Turkey has vowed to fight I.S. militants at home and to “cleanse” the group from its borders after a weekend suicide bombing at a Kurdish wedding in southern Turkey killed at least 54 people, many of them children. Turkish officials have blamed IS for the attack.
The Kurdish-led group known as the Syria Democratic Forces, or SDF, recaptured the town of Manbij from I.S. earlier this month, triggering concerns in Ankara that Kurdish forces would seize the entire border strip with Turkey. The U.S. says it has embedded some 300 special forces with the SDF, and British special forces have also been spotted advising the group.

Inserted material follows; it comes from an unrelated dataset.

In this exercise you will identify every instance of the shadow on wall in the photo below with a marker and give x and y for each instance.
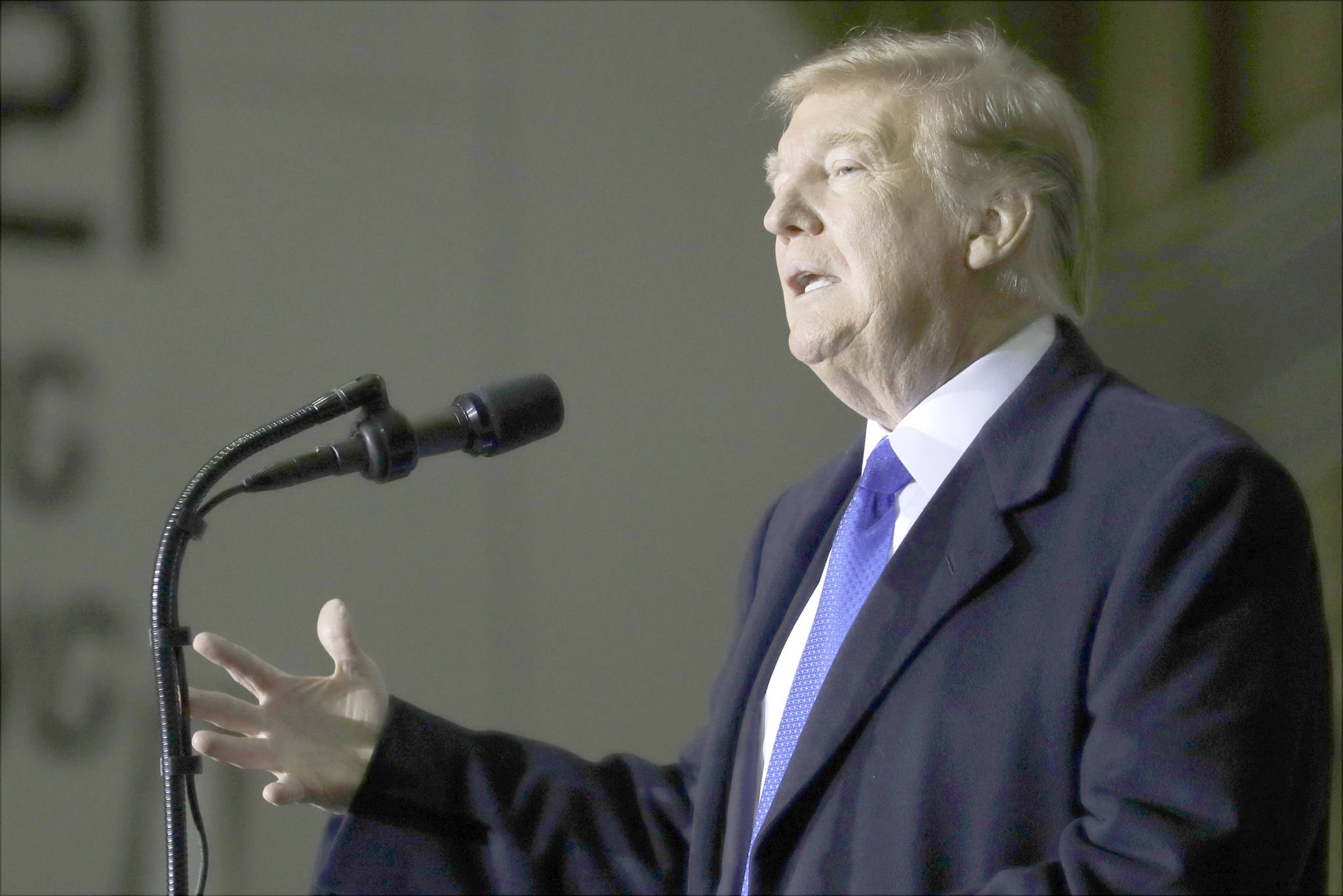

The Kurds’ outsized role in the Syrian civil war is a source of concern for the Syrian government as well. Fierce clashes erupted between the two sides over control of the northeastern province of Hasakeh last week, and Syrian warplanes bombed Kurdish positions for the first time, prompting the U.S. to scramble its jets to protect U.S. troops in the area.
The Syrian government and the Kurds agreed on a cease-fire Tuesday, six days after the clashes erupted. The Kurdish Hawar News Agency said government forces agreed to withdraw from Hasakeh as part of the truce.
Syrian state media did not mention any withdrawal, saying only that the two sides had agreed to evacuate the wounded and exchange detainees. Government and Kurdish forces have shared control of Hasakeh since the early years of the Syrian war.